2. What the thing you push around the grocery store is called. Cart.
3. A metal container to carry a meal in. Lunch box?
4. The thing that you cook bacon and eggs in. Frying pan.
5. The piece of furniture that seats three people. Couch.
6. The device on the outside of the house that carries rain off the roof. Aren't those gutters?
7. The covered area outside a house where people sit in the evening. Porch.
8. Carbonated, sweetened, non-alcoholic beverages. Soda. Pop's a slang term for Dad and Coke is a specific type. All the rest of you assholes don't know what you're talking about.
9. A flat, round breakfast food served with syrup. Pancakes!
10. A long sandwich designed to be a whole meal in itself. Hoagie. Heros are only in stories and subs go underwater and are generally named Red October. Fuckers.
11. The piece of clothing worn by men at the beach. I'll assume not Speedos. I call them shorts.
12. Shoes worn for sports.

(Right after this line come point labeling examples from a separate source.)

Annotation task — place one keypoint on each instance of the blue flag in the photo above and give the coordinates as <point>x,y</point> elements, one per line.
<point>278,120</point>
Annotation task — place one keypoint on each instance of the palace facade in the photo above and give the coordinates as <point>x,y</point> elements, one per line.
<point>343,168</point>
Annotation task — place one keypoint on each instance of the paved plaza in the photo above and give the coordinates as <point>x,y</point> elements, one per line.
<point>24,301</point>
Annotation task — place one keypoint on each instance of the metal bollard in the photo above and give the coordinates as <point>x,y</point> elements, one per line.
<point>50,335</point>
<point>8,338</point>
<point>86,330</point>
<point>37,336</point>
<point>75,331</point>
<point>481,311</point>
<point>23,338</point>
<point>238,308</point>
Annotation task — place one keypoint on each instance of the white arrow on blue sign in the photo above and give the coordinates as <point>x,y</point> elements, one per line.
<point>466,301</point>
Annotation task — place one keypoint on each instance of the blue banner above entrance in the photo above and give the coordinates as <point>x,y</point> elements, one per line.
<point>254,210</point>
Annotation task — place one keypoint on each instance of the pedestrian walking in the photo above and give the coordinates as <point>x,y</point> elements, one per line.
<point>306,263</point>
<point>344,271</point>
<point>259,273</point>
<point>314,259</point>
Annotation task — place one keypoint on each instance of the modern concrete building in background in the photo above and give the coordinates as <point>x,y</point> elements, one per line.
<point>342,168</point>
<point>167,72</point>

Sneakers.
13. Putting a room in order. Cleaning it up?
14. A flying insect that glows in the dark. Firefly. Ala Joss Whedon.

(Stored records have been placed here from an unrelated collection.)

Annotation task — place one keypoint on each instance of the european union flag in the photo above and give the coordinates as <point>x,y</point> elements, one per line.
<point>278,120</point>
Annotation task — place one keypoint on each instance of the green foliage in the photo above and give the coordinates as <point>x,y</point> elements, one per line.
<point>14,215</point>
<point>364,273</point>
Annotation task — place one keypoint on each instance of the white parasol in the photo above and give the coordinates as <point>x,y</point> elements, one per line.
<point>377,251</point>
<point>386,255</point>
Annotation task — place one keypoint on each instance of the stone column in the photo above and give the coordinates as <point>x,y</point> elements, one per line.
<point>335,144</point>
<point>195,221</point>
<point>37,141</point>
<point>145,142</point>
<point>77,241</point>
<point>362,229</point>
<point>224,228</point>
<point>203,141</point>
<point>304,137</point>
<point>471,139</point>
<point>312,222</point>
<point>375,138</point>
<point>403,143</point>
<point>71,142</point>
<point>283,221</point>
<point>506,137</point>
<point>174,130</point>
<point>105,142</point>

15. The little insect that curls up into a ball. Pillbug. Eew.
16.The children's playground equipment where one kid sits on one side and goes up while the other sits on the other side and goes down. See-saw!
17. How do you eat your pizza? From the point to the crust, usually kinda folded.
18. What's it called when private citizens put up signs and sell their used stuff? Yard sale. We have rowhomes; garages are too out of the way to sell shit out of.
19. What's the evening meal? Dinner. Or, Fourthmeal™.
20. The thing under a house where the furnace and perhaps a rec room are? Basement.
21. What do you call the thing that you can get water out of to drink in public places? Wudder fountain.